According to the BMA's booklet, "Understanding Thyroid Disorders", many people do not feel well unless their levels are at the bottom of the TSH range or below and at the top of the FT4 range or a little above.
The booklet is written by Dr Anthony Toft, past president of the British Thyroid Association and leading endocrinologist. It's published by the British Medical Association for patients. Avalable on Amazon and from pharmacies for £4.95 and might be worth buying to highlight the appropriate part and show your doctor.
Also -
Dr Toft states in Pulse Magazine, "The appropriate dose of levothyroxine is that which restores euthyroidism and serum TSH to the lower part of the reference range - 0.2-0.5mU/l.
In this case, free thyroxine is likely to be in the upper part of its reference range or even slightly elevated – 18-22pmol/l. Most patients will feel well in that circumstance.
But some need a higher dose of levothyroxine to suppress serum TSH and then the serum-free T4 concentration will be elevated at around 24-28pmol/l.

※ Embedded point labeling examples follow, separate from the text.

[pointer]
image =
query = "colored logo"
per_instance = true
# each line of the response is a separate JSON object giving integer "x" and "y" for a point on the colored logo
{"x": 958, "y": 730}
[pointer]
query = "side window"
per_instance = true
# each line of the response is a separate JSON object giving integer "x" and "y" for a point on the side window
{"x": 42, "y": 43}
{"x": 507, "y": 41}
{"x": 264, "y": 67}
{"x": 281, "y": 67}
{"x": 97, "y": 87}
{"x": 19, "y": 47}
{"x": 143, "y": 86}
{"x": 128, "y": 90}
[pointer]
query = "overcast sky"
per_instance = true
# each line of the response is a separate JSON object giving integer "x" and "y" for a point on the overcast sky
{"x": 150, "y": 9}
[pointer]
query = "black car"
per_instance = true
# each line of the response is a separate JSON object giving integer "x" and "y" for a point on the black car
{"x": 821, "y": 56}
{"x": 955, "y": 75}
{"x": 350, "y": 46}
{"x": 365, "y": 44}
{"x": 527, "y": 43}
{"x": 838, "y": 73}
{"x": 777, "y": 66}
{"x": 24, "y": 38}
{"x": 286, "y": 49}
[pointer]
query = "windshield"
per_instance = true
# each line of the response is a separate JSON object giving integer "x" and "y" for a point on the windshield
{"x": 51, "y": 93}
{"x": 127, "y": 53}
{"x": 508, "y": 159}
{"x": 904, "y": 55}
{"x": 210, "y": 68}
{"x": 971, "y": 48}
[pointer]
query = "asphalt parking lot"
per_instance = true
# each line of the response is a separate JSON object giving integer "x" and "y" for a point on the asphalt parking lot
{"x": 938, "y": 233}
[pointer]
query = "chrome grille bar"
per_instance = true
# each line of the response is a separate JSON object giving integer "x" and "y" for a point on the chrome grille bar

This 'exogenous subclinical hyperthyroidism' is not dangerous as long as serum T3 is unequivocally normal – that is, serum total around T3 1.7nmol/l (reference range 1.0-2.2nmol/l)."
You can obtain a copy of the article by emailing louise.roberts@thyroiduk.org print it and highlight question 6 to show your doctor.
So I think you should have an increase in your Levo to get your FT4 up, you need to see where your FT3 lies so get that tested, and you need to work on getting all vitamins and minerals optimal.